Now, getting back 10 or 20 different doctors’ takes on a single patient is about as useful as having 20 friends respond individually via email to a potluck invitation. So Human Dx’s machine learning algorithms comb through all the responses to check them against all the project’s previously stored case reports. The network uses them to validate each specialist's finding, weight each one according to confidence level, and combine it with others into a single suggested diagnosis. And with every solved case, Human Dx gets a little bit smarter. “With other online tools if you help one patient you help one patient,” Komarneni says. “What’s different here is that the insights gained for one patient can help so many others. Instead of using AI to replace jobs or make things cheaper we’re using it to provide capacity where none exists.”

Komarneni estimates that those electronic consults can handle 35 to 40 percent of specialist visits, leaving more time for people who really need to get into the office. That’s based on other models implemented around the country at places such as San Francisco General Hospital, UCLA Health System, and Brigham and Women’s Hospital. SFGH’s eReferral system cut the average waiting time for an initial consult from 112 days to 49 within its first year.

That system, which is now the default for every SFGH specialty, relies on dedicated reviewers who get paid to respond to cases in a timely way. But Human Dx doesn’t have those financial incentives—its service is free. Today, though, by partnering with the American Board of Medical Specialities, Human Dx can now offer continuing education and improvement credits to satisfy at least some of the 200 hours doctors are required to complete every four years. And the American Medical Association, the nation’s largest physician group, has committed to getting its members to volunteer, as well as supporting program integrity by verifying physicians on the platform.

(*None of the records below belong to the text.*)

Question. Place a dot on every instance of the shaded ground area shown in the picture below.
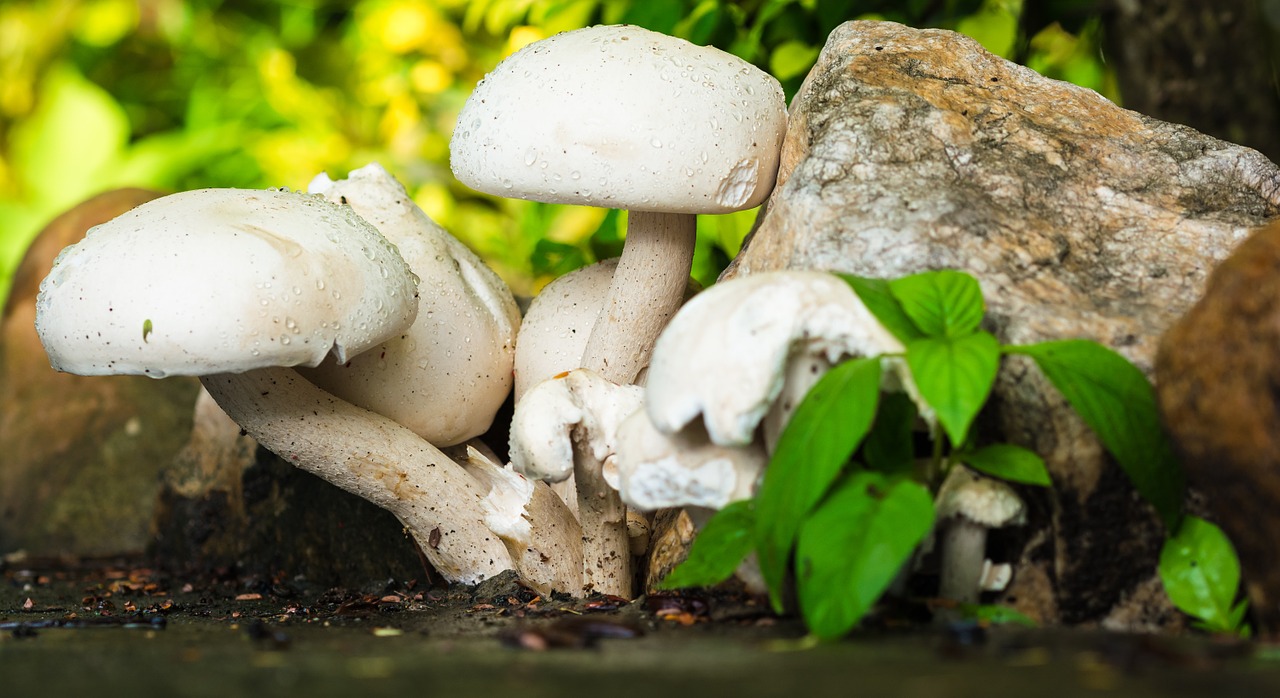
(109, 628)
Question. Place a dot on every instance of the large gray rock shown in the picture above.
(912, 150)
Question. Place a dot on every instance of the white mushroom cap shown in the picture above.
(447, 375)
(624, 118)
(218, 281)
(725, 355)
(984, 501)
(558, 322)
(656, 470)
(576, 409)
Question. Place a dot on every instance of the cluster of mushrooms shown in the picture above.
(352, 336)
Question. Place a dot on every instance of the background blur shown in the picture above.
(190, 94)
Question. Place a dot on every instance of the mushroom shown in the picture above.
(567, 425)
(234, 286)
(622, 117)
(968, 506)
(540, 533)
(448, 374)
(657, 470)
(728, 352)
(554, 331)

It’s a big deal to have the AMA on board. Physicians have historically been wary of attempts to supplant or complement their jobs with AI-enabled tools. But it’s important to not mistake the organization’s participation in the alliance for a formal pro-artificial intelligence stance. The AMA doesn’t yet have an official AI policy, and it doesn’t endorse any specific companies, products, or technologies, including Human Dx’s proprietary algorithms. The medical AI field is still young, with plenty of potential for unintended consequences.

Like discrepancies in quality of care. Alice Chen, the chief medical officer for the San Francisco Health Network and co-director of SFGH’s Center for Innovation in Access and Quality, worries that something like Human Dx might create a two-tiered medical system, where some people get to actually see specialists and some people just get a computerized composite of specialist opinions. “This is the edge of medicine right now,” Chen says. “You just have to find the sweet spot where you can leverage expertise and experience beyond traditional channels and at the same time ensure quality care.”

Researchers at Johns Hopkins, Harvard, and UCSF have been assessing the platform for accuracy and recently submitted results for peer review. The next big hurdle is money. The project is currently one of eight organizations in contention for a $100 million John D. and Catherine T. MacArthur Foundation grant. If Human Dx wins, they’ll spend the money to roll out nationwide. The alliance isn’t contingent on the $100 million award, but it would certainly be a nice way to kickstart the process—especially with specialty visits accounting for more than half of all trips to the doctor’s office.

So it’s possible that the next time you go in for something that stumps your regular physician, instead of seeing a specialist across town, you’ll see five or 10 from around the country. All it takes is a few minutes over lunch or in an elevator to put on a Sherlock Holmes hat, hop into the cloud, and sleuth through your case.